Michael Crook, head of Americas investment strategy at UBS Global Wealth Management, which oversees $2.4 trillion in invested assets, has been conducting “fire drills” that prepare clients to keep calm during hefty market declines. The bank manages money for wealthy individuals.
“We do expect to see more volatility,” he said. “We don’t want our investors to be surprised if they wake up one morning and markets are down 10% in a month.”
One yardstick of market turbulence, the VIX, jumped at least 20% a record number of times last year, according to Dow Jones Market Data. This year, there already have been three such jumps through May, half the figure from all of 2017. Known as Wall Street’s “fear gauge,” the VIX recently jumped the most in a single day since October last week.
Candice Bangsund, a portfolio manager at Montreal-based Fiera Capital, has adopted a more “tactical and opportunistic strategy” to better profit from more frequent stock gyrations.
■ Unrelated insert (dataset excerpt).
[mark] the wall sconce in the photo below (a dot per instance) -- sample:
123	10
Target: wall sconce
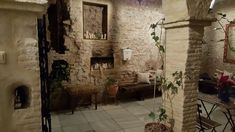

While she expects a robust U.S. economy to lift markets, persistent worries over trade and global growth are likely to spark periodic selloffs, she said. “This is not going to be a buy-and-hold period,” she added.
Some observers have attributed the greater volatility to issues with market liquidity—or how easy it is to dive in and out of stocks. In recent months, investors have been concerned about thinning liquidity across markets. Fewer buyers or sellers around can mean there is less of a cushion for large trades entering the market, increasing the chances that they will move prices up or down dramatically.
Investors and analysts said they are watching a number of geopolitical events ahead that could spur greater moves. Trade tension between the U.S. and China is lingering and weighed on markets Friday.
Meanwhile, the Trump administration ordered the partial withdrawal of diplomats from Iraq on Wednesday amid heightened tensions with Iran.
Bullish bets on VIX futures, which can be akin to a bearish stance on stocks, outnumber bearish ones by asset managers, Commodity Futures Trading Commission data show. Still, some observers expect volatility to recede. Leveraged funds such as hedge funds have ramped up bearish bets against VIX futures in recent months, the data show.
Even those investors that are positioned for more market gains have taken on more protection.
Frank Maeba, who works on quantitative portfolios at Neuberger Berman, increased options positions that benefit from a drop in markets as stocks approached highs last month. He has trimmed them only slightly, even though stocks are down nearly 4% from their peak.
“Everyone wants to buy the dip, but that dip can really extend,” he said.